The green-tailed towhee feeds on a wide variety of seeds and insects and includes smaller amounts of small fruits in its diet. It forages primarily on the ground, usually in dense vegetation, kicking backwards with both feet during a forward hop. It also simply picks food from the ground without the kick. In human-inhabited areas it visits feeders, especially during winter. During the breeding season it forages in pairs and in the non-breeding season is sometimes in small flocks of sparrows.

===Breeding===

The green-tailed towhee breeds between early May and early August with pair formation typically occurring within about a week of females' arrival. The species is believed to sometimes raise two broods in a season but direct evidence is lacking. The female builds the nest, a large deep cup with thick walls made from twigs, grass, and bark lined with finer plant fibers and hair. It is placed on the ground under a dense shrub or in a shrub typically within 1 m of the ground. Clutches range from two to five eggs but most are of three or four. The egg is pale sky blue or turquoise with reddish brown speckles. The female alone incubates, for 11 to 13 days.

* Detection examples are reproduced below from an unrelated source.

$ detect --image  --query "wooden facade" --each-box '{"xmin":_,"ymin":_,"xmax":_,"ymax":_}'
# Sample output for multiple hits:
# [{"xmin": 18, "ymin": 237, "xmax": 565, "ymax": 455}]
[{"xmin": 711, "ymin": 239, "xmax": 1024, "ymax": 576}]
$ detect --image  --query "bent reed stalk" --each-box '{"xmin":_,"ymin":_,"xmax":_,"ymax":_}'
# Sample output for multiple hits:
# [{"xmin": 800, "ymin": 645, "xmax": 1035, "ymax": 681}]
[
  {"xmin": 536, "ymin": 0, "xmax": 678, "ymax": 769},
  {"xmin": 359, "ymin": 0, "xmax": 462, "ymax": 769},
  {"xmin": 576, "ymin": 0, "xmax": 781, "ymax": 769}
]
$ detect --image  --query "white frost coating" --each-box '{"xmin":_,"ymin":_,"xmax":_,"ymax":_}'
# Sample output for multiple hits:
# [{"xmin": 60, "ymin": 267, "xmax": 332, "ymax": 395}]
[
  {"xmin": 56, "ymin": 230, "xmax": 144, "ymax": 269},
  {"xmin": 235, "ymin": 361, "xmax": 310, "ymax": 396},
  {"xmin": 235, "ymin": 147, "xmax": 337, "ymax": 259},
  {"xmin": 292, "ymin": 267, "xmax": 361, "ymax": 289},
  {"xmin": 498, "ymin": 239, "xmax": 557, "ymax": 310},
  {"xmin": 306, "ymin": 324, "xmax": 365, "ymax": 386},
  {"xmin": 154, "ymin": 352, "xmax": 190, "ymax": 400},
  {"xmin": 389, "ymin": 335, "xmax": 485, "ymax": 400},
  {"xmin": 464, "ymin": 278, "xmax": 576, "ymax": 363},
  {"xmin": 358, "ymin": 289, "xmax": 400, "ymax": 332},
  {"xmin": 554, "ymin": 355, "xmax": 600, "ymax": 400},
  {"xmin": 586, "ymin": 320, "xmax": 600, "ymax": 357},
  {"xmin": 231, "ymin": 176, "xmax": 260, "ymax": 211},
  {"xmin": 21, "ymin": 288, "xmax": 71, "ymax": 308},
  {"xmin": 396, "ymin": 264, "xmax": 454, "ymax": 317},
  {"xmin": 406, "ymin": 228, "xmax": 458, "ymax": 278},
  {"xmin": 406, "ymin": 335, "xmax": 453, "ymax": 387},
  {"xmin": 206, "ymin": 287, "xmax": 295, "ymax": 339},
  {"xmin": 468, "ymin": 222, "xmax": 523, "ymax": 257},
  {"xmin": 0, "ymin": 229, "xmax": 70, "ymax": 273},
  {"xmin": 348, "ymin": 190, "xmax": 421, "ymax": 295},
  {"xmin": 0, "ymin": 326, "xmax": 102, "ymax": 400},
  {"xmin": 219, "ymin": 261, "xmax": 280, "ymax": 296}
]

Fledging occurs 11 to 14 days after hatch; females alone brood nestlings but both parents provision them.

===Vocalization===

One description of the green-tailed towhee's song is a "very high varied tjip drip threeeeh witwitwit- ending in a fast rattle". Another calls it a "series of clear, whistled notes, preceded by a rather drawn-out weet-chur and ending with a raspy trill". The species also makes a "catlike ascending meeoow. It usually is in dense cover, and one author writes, "A catlike mewing call in the bushes may reveal the presence of the Green-tailed Towhee". Other calls include an "emphatic tick", a "poitt", a "thin, high-pitched tseeeeee", a series of rapid "tuck notes", and "skee-skee-skee and tst-tst-tst".

==Status==

The IUCN has assessed the green-tailed towhee as being of Least Concern. It has an extremely large range and its estimated population of 4.8 million mature individuals is believed to be stable. The only identified threat is "ecosystem stresses" resulting from climate change. It is considered fairly common throughout its breeding range. "Destruction of large areas of sagebrush and reseeding with grasses for cattle probably had substantial negative impact on Green-tailed Towhees."